For the most beautiful photographs of an outdoor or partially outdoor celebration, cocktails should wind down as the sun disappears. Sunset means different things in different parts of the world. Sunset in the Caribbean and Florida happens around 6pm all year long, and it happens fast. Once it is gone, everything is black. A late bride can ruin her own group photos.

A June sunset on the East End of Long Island can happen after 9pm, and the light just lingers low for hours, allowing endless possibilities for romantic photographs. Know when the sun will set on the day of your wedding, and, if possible, ask the photographer to use as much natural light as possible. Those guests who bring their own cameras will also get better photographs, thereby reducing the number of lost shots for you due to flash malfunction or other technical errors.

We chose a September wedding for many reasons, mainly because of Stuart’s upcoming job transfer to Moscow, but September is one of the most popular wedding months for good reason: It has great light and great temperatures in most parts of the world. The late (8pm) September sunset in Florence would work perfectly for my photograph-obsessed mind.

GROUP PHOTOS

Group photos, depending on the size, need pretty decent light, not the fading afterglow of sunset (which is great for shots of the bride and groom alone), and not the harsh and squint-inducing light of midday either. As a photographer, I often find the best time to take group photos is just as the guests head to dinner. The wedding party knows where they will sit, and the guests will spend 15-20 minutes figuring that out.

Imagine my disappointment when I awoke that Saturday to a very cloudy sky. We had a 5pm ceremony in an open courtyard under a gray sky, which was all right since the photos for this part of the celebration were to be primarily black and white. We all get our gifts on our wedding day. My most appreciated gift was the most beautiful Tuscan sunlight you can imagine breaking through the cloud cover as the sun set that evening. I had timed things well, and the sun came through after all.

For the posed photos, I knew we had only a few minutes of incredible light so we worked quickly. I set up the photos using chairs and props to get people’s heads and bodies at different heights and avoid a stiff looking lineup. When the key players stay close, group portraits can end in a few short minutes. One missing person can make the day interminable, though.

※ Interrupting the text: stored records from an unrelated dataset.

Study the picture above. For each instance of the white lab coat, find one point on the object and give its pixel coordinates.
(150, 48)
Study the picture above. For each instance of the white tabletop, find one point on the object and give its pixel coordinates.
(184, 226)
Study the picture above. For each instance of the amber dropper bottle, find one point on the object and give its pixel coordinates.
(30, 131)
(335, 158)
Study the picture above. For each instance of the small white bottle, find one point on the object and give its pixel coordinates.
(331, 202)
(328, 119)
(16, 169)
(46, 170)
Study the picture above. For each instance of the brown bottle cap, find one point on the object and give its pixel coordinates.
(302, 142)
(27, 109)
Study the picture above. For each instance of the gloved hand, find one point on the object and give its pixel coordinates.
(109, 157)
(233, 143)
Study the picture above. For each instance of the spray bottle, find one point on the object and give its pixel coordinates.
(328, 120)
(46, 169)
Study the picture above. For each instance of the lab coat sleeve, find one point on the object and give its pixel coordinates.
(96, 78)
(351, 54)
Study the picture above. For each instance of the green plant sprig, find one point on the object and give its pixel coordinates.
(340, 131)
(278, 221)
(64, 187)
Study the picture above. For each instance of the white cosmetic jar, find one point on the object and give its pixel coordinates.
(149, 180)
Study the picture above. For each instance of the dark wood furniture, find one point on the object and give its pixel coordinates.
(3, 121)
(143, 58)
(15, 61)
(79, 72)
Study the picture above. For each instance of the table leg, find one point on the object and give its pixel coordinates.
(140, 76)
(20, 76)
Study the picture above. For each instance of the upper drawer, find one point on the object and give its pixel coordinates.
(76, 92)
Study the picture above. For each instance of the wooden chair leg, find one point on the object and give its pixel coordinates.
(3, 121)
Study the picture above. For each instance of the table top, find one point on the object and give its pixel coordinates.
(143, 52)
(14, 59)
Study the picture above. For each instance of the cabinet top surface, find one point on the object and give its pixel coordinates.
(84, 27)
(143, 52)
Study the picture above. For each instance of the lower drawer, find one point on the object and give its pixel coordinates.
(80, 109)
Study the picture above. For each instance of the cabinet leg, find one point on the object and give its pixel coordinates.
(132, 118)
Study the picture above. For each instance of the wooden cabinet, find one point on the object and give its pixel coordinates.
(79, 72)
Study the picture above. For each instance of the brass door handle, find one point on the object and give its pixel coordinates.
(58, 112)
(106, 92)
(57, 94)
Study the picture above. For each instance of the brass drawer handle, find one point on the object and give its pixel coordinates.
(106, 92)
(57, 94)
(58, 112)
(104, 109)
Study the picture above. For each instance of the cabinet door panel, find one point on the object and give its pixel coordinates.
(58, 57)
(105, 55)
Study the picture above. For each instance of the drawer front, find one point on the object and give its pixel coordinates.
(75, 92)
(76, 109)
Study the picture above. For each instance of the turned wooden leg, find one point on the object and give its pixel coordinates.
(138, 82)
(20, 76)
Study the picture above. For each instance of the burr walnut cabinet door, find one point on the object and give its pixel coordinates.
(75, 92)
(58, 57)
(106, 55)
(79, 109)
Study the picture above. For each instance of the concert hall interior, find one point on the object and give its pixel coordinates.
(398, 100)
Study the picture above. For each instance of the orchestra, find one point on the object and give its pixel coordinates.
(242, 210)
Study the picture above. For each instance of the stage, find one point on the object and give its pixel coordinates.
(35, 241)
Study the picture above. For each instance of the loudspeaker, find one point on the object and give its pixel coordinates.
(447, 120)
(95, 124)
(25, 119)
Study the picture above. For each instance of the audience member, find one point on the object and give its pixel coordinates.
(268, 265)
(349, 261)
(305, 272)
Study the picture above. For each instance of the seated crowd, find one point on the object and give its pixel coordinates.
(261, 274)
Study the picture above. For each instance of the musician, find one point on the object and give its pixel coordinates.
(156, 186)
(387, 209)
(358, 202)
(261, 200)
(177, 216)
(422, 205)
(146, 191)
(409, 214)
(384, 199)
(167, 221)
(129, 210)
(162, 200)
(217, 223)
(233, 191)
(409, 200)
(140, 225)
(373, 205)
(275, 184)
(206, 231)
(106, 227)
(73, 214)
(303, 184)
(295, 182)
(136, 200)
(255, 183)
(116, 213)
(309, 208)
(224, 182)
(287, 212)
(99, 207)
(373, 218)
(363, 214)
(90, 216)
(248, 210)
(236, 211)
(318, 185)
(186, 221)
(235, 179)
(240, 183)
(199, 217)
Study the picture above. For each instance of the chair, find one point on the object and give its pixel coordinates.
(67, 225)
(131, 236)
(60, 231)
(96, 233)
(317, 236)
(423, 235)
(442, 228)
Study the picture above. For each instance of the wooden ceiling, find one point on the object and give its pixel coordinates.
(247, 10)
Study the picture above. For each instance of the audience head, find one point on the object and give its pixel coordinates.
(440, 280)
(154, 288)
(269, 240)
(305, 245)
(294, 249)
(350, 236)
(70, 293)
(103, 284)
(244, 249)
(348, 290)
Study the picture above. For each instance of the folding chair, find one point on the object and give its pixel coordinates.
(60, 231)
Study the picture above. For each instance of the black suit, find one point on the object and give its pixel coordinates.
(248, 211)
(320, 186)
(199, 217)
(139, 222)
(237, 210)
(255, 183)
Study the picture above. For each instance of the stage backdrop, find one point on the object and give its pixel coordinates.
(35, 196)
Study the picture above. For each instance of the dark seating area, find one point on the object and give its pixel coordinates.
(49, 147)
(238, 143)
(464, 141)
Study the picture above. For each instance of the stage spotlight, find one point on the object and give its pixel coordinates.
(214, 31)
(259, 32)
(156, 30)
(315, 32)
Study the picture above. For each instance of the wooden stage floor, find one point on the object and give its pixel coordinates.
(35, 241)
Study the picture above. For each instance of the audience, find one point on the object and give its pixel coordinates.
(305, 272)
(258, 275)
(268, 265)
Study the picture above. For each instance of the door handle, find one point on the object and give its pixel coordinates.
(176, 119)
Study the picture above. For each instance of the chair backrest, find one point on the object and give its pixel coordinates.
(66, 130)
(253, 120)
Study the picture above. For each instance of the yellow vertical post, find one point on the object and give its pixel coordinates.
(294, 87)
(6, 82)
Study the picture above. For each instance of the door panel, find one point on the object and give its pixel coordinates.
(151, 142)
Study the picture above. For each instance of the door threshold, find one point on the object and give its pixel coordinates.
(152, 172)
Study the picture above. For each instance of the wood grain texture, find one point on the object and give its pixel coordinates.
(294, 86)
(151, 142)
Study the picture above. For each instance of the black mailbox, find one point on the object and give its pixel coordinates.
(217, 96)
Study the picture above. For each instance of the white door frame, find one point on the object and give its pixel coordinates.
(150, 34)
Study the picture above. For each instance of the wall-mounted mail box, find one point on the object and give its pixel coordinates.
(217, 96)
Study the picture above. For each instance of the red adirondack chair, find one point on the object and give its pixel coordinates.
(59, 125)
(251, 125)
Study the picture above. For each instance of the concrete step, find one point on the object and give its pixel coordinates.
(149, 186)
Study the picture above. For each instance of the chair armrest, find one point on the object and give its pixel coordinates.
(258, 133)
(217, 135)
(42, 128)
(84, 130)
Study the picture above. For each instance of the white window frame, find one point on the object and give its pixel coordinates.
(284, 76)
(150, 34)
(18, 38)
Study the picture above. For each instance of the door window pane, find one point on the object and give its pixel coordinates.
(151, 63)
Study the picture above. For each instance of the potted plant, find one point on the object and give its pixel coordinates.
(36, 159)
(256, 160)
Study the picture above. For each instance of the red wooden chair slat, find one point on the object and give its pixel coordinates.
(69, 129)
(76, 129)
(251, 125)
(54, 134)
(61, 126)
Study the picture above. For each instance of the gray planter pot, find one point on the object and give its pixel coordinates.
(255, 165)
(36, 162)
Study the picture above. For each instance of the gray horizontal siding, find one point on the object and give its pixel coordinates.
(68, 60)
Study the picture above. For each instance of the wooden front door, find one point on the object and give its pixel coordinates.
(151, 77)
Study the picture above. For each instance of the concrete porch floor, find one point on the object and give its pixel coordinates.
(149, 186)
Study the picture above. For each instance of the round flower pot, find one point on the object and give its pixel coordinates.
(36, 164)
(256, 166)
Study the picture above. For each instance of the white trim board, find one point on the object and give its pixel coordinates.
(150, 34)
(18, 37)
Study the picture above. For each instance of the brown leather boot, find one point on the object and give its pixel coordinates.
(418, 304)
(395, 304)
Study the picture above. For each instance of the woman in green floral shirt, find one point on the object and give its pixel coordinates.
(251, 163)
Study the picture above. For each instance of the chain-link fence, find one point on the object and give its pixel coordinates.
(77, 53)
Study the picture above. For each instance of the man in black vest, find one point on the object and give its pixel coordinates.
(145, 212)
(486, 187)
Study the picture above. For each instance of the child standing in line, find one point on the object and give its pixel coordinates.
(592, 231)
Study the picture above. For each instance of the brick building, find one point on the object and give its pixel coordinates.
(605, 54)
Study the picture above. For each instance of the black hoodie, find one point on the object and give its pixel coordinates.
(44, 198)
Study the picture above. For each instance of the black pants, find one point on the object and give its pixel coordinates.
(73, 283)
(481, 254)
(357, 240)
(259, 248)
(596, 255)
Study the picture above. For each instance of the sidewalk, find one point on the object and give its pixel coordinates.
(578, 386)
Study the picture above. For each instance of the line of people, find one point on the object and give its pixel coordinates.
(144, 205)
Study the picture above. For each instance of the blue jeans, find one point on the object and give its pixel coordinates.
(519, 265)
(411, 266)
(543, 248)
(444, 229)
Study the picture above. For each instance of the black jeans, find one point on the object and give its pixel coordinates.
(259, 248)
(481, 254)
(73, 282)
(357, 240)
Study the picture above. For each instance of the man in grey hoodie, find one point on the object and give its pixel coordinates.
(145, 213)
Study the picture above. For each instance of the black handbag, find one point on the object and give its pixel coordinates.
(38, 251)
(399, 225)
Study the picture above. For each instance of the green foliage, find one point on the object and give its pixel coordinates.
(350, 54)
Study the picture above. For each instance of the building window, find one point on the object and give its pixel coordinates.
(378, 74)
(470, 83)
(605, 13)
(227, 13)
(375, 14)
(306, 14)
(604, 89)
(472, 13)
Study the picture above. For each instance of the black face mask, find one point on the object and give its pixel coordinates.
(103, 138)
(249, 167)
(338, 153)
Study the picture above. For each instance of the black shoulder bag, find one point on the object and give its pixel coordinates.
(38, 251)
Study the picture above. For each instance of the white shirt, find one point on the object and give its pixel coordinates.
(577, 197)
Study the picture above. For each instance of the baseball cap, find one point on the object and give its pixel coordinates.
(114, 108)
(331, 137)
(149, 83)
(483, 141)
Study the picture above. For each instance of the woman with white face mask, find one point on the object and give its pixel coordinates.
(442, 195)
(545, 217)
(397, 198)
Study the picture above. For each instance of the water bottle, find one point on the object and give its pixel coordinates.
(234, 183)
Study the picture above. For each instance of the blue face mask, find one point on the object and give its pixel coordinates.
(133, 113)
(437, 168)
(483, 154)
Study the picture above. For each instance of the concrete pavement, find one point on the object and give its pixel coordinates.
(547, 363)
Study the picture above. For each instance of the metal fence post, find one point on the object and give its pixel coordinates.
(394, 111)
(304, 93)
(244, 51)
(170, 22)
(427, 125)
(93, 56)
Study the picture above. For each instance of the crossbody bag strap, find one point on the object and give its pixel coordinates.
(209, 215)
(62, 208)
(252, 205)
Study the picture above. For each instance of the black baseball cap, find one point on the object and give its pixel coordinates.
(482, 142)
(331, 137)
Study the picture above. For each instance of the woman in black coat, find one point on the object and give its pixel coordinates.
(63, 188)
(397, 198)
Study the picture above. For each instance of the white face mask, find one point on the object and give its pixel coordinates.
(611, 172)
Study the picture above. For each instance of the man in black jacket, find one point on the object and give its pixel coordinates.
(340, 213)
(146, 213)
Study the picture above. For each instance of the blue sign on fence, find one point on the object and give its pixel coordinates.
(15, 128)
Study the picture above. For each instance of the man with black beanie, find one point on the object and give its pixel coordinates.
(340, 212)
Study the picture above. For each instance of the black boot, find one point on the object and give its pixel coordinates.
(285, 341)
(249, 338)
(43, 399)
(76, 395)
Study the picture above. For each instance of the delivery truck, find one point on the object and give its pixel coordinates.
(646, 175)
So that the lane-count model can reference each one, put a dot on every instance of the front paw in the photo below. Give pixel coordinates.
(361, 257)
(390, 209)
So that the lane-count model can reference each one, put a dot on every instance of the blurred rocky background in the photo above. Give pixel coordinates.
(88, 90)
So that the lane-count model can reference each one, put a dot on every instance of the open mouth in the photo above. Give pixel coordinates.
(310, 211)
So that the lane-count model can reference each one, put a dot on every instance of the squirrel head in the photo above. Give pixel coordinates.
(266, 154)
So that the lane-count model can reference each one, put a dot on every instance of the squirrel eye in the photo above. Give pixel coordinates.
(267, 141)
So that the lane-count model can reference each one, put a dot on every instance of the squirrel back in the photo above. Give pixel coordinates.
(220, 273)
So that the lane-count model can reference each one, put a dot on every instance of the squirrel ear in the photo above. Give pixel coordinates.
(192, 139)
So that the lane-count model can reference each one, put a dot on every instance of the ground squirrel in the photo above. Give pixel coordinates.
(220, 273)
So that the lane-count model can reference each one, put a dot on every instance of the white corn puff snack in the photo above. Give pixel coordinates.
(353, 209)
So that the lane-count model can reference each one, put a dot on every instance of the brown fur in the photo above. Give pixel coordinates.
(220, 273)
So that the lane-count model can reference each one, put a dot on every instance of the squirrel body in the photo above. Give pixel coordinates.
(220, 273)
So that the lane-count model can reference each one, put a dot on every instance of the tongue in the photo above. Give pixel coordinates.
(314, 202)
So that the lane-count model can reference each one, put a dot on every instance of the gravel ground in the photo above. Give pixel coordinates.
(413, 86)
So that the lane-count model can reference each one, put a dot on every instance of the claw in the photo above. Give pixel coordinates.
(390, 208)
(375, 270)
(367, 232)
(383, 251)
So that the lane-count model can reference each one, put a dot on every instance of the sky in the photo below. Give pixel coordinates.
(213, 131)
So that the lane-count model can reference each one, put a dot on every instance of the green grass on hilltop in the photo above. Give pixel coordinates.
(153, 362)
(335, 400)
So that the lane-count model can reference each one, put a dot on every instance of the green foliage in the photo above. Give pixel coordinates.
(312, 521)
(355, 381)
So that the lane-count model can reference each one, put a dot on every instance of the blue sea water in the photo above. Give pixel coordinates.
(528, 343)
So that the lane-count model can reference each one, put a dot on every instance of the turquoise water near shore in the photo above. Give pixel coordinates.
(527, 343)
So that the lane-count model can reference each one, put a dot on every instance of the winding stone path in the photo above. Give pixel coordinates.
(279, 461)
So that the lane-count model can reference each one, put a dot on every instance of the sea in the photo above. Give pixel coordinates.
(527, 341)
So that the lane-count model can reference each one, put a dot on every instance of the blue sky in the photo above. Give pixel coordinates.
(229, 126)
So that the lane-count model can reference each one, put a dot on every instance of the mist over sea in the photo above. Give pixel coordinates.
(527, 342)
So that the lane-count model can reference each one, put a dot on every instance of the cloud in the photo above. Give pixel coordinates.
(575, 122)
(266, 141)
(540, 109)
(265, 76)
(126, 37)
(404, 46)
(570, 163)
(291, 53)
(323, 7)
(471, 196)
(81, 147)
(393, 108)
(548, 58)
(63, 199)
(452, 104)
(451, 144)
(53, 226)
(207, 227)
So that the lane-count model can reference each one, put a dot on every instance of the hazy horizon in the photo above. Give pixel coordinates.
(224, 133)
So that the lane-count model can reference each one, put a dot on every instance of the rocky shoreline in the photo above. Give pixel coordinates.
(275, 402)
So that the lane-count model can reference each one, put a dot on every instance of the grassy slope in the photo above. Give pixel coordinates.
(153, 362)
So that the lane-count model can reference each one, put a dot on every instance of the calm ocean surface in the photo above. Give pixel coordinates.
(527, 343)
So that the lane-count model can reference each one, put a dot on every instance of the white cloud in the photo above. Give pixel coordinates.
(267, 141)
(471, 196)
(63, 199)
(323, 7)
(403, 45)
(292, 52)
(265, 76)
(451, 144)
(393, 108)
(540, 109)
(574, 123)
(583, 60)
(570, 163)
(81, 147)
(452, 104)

By the time cocktail hour ends, over half of the great wedding photos are usually finished. We ate by candlelight and danced under the open sky and colored spotlights on the lower courtyard patio. Low light and bright spotlights are difficult lighting conditions. Make sure you hire a photographer who can show you examples of work in lighting conditions similar to what you expect.

The more light you can create, whether using Chinese paper lanterns, tiny white tree lights, endless votives, or spotlights, the better images your photographer can make. Be sure to ask your caterer to have everything lit early enough for your photographer to cover the room before guests arrive. Think of lighting a wedding the way a decorator lights a room. Instead of using one big overhead light, think about ways to create special areas of light and spotlight important things like the tables, trees or potted plants, the cake, parts of the tent, and the dance floor. There are so many ways to add light while keeping the feeling romantic.

Above all, wedding photographs should be among the priorities in planning a wedding. I like to think I have helped more than one bride end up with the photographs they wanted because they considered them carefully rather than as an afterthought.